Introduction
You can find the shadcn documentation here at shadcn-documentation
What is shadcn?
Recently, I had the time to tinker around with shadcn. Shadcn-ui is not a component library unlike normal UI frameworks, which means that components that shadcn-ui use are chunks of code that are stored locally inside your project for you to be able to use to edit at your own will. Shadcn is built on styling on top of the Radix UI and Tailwind CSS, meaning that the only dependencies used are Radix and Tailwind, and the components built are for your own personal customization.
import {
Accordion,
AccordionContent,
AccordionItem,
AccordionTrigger,
} from "@/components/ui/accordion"
For example, shadcn-ui requires the user to import components that are installed/copy-pasted with npx shadcn-ui@latest add accordion
, and the code is now part of your source code.
shadcn vs other UI libraries
One common point of comparison I noticed with shadcn was that it was always compared to Mantine. I haven’t had experience with Mantine, but it seems to be a component library, similar to shadcn, and I will most likely look into it in the future.
My Experience
I first found out about shadcn-ui from YouTube videos, in which it was praised as a new format type of frontend component library.
My initial experience with shadcn-ui was relatively lukewarm. I enjoyed how it was able to get things off the ground really quickly with pre-defined components with much better control.
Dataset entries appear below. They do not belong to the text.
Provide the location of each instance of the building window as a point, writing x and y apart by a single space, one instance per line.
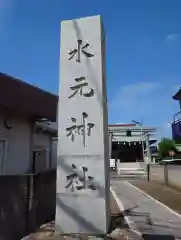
128 133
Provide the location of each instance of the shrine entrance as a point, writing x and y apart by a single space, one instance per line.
127 152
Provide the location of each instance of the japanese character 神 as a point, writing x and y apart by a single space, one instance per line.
83 129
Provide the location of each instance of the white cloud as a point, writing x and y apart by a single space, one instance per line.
172 37
148 101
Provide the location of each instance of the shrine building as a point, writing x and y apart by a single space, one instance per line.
126 141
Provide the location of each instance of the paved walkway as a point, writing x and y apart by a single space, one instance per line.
144 214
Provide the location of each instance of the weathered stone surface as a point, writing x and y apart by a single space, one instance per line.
82 204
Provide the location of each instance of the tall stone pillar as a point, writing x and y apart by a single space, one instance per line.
82 202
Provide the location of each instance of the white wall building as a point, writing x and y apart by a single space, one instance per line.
22 105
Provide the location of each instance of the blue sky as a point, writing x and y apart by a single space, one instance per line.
143 51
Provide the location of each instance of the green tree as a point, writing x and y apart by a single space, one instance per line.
165 146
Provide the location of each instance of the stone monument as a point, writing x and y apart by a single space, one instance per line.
82 199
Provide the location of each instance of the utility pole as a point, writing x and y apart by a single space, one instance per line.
148 156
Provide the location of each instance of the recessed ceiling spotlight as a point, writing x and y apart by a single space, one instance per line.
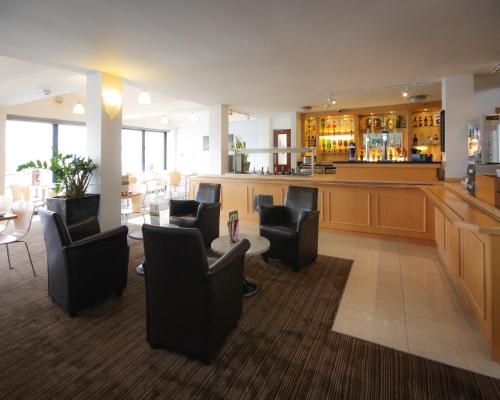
78 109
144 98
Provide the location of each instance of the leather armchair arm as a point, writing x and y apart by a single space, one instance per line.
270 215
183 207
84 229
206 206
307 220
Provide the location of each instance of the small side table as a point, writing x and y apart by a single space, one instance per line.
137 235
258 245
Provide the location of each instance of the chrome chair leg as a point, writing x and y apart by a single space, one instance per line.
29 255
8 256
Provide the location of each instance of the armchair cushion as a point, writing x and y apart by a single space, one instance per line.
83 229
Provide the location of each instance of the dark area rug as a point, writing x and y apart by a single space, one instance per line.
283 348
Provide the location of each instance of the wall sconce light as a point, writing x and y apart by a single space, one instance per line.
112 101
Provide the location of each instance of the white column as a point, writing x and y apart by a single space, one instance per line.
295 122
458 103
218 126
104 124
3 152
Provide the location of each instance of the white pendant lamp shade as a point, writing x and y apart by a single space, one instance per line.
78 109
144 98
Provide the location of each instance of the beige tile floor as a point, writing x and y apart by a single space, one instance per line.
398 295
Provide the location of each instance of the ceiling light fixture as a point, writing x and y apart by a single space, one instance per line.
78 109
144 98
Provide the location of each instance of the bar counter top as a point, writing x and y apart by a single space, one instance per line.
320 179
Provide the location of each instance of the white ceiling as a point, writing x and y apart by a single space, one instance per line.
257 56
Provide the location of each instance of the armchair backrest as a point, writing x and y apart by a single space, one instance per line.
55 233
300 199
175 271
208 193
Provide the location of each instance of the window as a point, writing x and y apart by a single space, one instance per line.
131 150
25 141
155 151
73 140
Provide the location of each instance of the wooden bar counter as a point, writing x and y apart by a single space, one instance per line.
392 208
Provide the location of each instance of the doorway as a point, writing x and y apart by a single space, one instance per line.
282 161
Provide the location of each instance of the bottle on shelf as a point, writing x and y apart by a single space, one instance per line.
415 140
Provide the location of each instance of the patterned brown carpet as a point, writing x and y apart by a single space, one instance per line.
283 348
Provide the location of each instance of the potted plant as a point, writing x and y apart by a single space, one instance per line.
71 180
239 144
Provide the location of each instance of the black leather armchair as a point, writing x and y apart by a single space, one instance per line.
191 306
202 213
84 265
292 228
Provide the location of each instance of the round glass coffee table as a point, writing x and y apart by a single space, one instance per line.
258 245
137 235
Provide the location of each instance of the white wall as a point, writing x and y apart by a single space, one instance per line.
458 101
190 157
487 101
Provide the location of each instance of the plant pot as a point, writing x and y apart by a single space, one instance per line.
76 210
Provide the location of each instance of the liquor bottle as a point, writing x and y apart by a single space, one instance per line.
398 121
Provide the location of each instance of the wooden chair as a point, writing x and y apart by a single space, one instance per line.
20 192
22 224
174 182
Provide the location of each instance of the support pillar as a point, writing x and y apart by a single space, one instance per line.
3 150
104 125
218 138
458 103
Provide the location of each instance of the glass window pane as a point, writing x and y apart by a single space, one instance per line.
131 151
73 140
155 149
27 141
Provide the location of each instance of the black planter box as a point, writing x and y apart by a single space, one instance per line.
77 210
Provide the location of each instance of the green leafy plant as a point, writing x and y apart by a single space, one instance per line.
72 173
239 144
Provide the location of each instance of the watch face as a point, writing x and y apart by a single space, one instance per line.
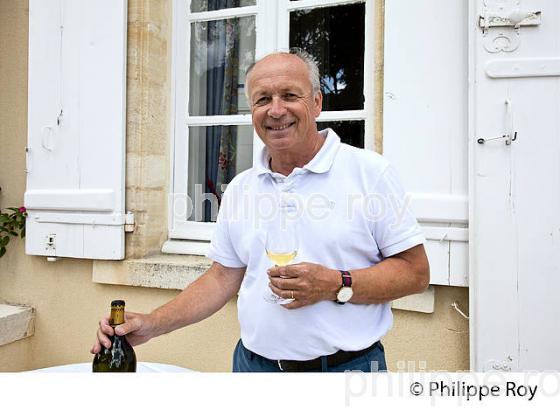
344 294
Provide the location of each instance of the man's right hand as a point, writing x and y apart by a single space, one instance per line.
137 328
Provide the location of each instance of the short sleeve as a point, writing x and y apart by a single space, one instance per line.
221 247
395 228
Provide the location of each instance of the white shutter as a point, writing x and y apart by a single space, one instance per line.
515 223
76 128
425 124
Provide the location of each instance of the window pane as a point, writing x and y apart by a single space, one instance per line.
216 155
210 5
335 36
221 52
350 132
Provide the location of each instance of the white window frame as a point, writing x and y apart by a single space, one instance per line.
190 237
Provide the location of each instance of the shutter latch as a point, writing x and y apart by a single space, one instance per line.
129 222
514 18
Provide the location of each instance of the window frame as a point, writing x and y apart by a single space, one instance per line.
191 237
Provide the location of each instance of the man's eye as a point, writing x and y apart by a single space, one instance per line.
290 97
262 101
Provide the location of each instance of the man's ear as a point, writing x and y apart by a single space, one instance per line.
318 101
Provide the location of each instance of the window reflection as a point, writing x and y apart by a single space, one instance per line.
335 36
211 5
350 132
221 52
216 155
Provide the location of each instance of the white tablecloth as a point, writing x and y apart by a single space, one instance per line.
141 367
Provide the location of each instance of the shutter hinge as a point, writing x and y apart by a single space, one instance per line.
509 18
129 224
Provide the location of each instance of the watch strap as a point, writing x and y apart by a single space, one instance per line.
346 278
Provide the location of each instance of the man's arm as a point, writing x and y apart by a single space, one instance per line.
402 274
198 301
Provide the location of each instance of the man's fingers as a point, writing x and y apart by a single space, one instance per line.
283 272
103 339
131 325
284 283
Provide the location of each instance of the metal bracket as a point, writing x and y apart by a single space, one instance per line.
500 23
129 222
510 135
509 139
513 18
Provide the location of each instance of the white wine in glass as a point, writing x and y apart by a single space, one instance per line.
281 248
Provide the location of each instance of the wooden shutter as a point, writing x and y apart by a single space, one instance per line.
76 128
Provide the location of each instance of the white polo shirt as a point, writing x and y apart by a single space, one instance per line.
351 214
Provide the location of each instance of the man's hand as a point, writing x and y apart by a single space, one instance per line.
307 283
137 329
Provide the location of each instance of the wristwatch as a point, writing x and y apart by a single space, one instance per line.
345 292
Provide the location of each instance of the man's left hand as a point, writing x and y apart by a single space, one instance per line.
307 283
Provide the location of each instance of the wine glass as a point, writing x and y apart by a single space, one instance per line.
281 246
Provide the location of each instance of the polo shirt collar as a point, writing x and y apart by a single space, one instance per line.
320 163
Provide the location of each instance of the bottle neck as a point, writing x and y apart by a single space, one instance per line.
117 315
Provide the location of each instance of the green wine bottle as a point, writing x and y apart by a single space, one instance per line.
120 357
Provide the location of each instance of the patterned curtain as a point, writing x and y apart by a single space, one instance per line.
222 84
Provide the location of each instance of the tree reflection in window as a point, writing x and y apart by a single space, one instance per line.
335 36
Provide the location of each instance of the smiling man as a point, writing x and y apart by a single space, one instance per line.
359 245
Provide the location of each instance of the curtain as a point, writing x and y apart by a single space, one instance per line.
222 84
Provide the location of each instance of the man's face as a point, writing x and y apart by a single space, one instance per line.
282 103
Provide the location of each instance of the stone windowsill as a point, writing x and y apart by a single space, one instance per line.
178 271
16 322
160 271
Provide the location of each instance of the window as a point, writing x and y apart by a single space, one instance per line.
214 42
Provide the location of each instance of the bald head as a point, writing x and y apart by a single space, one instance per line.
296 54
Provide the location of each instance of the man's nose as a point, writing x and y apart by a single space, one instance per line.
277 108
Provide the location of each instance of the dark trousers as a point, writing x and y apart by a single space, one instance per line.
246 361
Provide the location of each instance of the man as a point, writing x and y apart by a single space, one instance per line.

Since shadcn-ui adds the component directly to your source code, for a relative beginner, it might be more difficult for someone to have to maintain and manage, instead of using code retrieved from within a package; However, this downside doesn’t apply to that of a professional, for which one might prefer the higher customizability of components imported directly into your source code.
Embracing the beginner mindset, shadcn-ui is convenient and fast for a beginner to spin up a few components in an hour and create a working draft of a React application as fast as possible. However, perhaps for someone relatively newer to frontend UI libraries or the frontend scene in general, I’d believe that having the ability to create your own components from scratch would be a valuable learning experience and more important depending on the use-case.
I read through a bunch of discourse on shadcn, and people seemed to agree that as a beginner, one should try to implement UI components yourself without any external libraries purely for learnings sake, then afterwards use UI component libraries to save time once you want to create a working product.
I might be experimenting with shadcn-ui more in the future or similar UI components “libraries” such as Mantine and Radix, but that will be for another time!